Route variation may even be counter-productive. Traveling a fixed route allows you to choose the safest route every day. Varying your route may require that you travel through areas that are less safe and increase your risk of an opportunistic attack. Route variation may also elevate your profile to a potential attacker. This may be construed as general hypervigilance or specific surveillance awareness. This will likely deter an opportunistic attacker, but remember our threat mode: an attacker who would physically surveil you for a meaningful period of time is incredibly focused on you specifically.
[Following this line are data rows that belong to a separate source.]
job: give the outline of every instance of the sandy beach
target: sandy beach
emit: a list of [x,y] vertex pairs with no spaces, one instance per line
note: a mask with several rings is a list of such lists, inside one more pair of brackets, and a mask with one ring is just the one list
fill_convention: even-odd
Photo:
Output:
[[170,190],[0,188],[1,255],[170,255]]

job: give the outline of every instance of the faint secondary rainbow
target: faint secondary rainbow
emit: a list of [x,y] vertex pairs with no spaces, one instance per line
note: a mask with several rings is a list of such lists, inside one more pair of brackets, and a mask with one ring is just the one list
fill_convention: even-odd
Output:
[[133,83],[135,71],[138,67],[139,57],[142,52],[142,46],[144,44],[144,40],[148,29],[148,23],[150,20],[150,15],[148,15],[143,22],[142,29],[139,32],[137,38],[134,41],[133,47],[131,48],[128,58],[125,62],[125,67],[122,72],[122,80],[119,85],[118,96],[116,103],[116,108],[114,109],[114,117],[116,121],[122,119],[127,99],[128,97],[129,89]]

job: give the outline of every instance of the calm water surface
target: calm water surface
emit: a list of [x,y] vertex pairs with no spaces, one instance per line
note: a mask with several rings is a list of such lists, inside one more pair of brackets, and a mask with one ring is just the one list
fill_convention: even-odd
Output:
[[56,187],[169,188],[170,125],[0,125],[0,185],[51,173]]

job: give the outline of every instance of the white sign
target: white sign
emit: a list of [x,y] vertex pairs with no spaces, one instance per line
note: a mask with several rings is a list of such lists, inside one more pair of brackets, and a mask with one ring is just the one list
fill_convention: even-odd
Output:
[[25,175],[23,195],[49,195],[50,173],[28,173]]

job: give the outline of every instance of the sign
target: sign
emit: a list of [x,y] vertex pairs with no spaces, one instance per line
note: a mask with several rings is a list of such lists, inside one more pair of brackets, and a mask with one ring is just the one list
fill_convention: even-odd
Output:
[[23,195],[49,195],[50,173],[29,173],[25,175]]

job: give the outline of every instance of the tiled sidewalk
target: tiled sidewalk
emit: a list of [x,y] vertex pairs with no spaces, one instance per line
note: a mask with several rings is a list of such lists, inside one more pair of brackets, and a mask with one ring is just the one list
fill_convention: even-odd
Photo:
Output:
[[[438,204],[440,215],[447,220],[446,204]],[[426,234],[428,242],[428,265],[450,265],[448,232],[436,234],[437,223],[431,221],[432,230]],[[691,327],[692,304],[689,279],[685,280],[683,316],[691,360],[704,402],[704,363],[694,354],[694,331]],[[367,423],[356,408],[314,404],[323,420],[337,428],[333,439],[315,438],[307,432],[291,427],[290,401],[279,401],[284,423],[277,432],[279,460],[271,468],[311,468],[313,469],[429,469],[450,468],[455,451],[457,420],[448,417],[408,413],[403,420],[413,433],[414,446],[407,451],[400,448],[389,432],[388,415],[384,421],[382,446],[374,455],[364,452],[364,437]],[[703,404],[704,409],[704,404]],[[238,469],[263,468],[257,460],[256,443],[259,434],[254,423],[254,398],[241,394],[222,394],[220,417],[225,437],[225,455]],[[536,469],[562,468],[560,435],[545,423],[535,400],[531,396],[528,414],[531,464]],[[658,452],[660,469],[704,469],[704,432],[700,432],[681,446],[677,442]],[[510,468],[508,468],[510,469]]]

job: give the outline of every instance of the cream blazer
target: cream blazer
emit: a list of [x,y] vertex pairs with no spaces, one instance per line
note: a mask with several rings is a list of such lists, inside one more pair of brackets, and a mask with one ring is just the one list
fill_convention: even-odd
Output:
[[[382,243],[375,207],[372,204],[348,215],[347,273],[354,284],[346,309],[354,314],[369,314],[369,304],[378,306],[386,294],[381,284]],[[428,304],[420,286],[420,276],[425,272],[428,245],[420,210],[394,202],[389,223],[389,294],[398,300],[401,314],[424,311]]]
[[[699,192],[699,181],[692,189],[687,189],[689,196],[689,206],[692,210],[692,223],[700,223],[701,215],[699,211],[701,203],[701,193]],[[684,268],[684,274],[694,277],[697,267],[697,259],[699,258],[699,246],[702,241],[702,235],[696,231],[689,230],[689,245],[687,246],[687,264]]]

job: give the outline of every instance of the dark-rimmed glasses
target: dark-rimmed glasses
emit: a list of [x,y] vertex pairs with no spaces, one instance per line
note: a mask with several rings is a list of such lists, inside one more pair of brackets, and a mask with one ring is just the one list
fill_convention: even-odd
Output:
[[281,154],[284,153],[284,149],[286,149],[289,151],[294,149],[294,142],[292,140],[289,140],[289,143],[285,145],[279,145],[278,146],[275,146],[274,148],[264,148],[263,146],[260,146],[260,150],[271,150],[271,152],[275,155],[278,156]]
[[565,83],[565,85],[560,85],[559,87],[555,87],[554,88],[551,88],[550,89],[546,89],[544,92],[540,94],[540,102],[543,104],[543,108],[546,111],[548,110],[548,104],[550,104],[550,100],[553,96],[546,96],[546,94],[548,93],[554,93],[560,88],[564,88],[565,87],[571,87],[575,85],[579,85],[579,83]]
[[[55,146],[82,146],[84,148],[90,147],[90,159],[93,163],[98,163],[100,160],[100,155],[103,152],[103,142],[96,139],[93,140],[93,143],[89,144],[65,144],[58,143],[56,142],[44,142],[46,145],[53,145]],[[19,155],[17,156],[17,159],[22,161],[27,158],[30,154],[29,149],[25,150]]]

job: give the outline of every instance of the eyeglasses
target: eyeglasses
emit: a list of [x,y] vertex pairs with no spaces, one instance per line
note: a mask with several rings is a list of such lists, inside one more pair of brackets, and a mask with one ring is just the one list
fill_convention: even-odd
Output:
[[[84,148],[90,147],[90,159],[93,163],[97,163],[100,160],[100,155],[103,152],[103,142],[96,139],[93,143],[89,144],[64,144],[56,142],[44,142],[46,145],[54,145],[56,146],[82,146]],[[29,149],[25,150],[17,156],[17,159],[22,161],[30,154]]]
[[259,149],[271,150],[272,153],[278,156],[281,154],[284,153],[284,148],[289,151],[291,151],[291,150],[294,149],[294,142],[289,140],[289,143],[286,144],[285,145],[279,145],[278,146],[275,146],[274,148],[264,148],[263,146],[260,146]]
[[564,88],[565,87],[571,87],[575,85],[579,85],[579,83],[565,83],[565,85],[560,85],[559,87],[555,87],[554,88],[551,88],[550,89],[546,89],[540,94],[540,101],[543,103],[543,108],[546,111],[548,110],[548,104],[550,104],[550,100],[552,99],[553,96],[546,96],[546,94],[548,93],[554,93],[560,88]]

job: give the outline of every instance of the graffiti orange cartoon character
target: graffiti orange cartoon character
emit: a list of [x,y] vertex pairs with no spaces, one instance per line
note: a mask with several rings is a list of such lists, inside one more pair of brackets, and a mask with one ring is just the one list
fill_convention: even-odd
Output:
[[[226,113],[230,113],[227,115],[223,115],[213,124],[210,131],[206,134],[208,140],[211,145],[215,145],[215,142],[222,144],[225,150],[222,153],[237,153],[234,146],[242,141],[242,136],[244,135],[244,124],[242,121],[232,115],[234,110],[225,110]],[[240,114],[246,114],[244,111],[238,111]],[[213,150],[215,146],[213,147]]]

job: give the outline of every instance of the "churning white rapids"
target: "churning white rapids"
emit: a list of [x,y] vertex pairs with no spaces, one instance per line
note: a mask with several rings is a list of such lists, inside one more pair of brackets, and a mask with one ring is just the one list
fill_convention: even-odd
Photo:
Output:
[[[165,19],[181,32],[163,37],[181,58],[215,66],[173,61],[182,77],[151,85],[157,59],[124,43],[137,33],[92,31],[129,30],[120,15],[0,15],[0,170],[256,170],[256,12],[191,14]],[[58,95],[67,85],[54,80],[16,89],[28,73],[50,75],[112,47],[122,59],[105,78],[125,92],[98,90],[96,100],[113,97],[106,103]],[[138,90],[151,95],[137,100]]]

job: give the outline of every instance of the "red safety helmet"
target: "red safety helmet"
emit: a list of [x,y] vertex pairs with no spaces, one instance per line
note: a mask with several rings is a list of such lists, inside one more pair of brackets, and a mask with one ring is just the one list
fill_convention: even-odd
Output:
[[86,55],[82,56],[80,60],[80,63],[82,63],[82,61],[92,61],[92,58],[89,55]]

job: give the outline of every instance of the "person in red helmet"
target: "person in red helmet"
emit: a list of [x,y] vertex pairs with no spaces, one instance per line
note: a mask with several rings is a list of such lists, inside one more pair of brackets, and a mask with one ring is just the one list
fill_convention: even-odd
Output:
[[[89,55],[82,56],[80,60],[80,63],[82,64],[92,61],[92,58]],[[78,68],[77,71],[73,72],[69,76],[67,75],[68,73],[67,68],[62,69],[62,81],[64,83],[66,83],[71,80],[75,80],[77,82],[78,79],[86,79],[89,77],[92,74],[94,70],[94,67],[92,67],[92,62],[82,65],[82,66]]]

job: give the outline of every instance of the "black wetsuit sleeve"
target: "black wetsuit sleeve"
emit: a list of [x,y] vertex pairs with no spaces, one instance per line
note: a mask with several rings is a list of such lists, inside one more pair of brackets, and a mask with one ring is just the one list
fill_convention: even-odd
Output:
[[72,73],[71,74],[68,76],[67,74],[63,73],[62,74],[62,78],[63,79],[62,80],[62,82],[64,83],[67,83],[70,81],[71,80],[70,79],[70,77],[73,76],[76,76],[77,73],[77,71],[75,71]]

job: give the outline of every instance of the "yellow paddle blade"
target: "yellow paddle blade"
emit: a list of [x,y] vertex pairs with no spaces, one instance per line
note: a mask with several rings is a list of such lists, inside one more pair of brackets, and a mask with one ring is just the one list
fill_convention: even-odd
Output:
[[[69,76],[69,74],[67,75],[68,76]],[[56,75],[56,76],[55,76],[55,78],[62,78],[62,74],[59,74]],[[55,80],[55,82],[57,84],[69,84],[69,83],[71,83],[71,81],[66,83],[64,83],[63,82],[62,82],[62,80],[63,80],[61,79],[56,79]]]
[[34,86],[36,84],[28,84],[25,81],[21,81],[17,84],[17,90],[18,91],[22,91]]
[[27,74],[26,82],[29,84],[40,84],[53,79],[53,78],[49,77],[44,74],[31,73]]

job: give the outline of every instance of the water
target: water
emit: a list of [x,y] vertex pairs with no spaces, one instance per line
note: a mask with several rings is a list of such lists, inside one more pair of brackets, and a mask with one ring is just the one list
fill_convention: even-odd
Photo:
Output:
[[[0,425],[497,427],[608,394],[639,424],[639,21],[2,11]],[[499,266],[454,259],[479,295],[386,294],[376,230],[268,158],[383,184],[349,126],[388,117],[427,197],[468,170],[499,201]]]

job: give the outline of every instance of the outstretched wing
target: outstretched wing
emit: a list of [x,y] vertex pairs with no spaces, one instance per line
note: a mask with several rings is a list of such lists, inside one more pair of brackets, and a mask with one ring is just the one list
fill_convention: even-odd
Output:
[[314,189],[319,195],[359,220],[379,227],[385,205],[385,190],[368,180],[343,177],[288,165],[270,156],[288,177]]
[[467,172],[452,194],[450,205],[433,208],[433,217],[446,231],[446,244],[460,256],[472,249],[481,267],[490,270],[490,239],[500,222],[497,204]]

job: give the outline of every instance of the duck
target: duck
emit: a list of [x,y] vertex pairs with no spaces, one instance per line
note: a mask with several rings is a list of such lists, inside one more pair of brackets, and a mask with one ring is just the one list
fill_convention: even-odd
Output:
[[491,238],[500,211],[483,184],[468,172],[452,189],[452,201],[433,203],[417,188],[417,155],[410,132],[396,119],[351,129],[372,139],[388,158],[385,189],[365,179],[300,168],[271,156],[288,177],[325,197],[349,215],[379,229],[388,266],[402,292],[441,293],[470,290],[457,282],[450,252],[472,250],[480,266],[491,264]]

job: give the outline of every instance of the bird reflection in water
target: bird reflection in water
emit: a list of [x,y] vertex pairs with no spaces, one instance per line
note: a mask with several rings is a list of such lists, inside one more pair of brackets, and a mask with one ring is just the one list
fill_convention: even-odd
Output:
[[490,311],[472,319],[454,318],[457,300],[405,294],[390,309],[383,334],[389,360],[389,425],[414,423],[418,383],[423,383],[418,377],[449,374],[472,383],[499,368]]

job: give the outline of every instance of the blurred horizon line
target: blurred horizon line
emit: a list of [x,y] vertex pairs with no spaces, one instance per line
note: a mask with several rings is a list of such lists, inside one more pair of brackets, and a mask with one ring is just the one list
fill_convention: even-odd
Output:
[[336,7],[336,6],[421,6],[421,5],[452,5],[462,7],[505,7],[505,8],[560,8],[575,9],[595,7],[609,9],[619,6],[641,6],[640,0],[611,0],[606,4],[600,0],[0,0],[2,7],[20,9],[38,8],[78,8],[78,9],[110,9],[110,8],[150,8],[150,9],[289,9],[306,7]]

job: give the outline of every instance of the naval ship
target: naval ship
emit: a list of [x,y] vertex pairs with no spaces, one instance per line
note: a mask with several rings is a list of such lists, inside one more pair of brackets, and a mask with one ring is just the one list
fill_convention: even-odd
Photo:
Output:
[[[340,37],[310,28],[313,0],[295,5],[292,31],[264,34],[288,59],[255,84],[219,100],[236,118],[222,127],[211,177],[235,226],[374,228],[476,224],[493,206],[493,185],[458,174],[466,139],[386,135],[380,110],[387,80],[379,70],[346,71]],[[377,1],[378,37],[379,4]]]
Armed with the knowledge that you are surveillance-aware may cause the attacker to strike with much more violence in an attempt to achieve superior, overwhelming force.
Varying your route to and from work (or school, or whatever) may give you some benefit, i.e. a “placebo effect” feeling of security well-being (humans are also very poor at estimating risk and the effectiveness of risk mitigations), or increase your social status as a serious member of your “tactical” community. It is extremely doubtful that the benefit conferred from this behavior is an increase in security, and certainly not an increase in security that is equal to or greater than the effort expended. Each of us only has a finite amount of energy, attention, and resources to dedicate to security and all of these are probably much better spent elsewhere.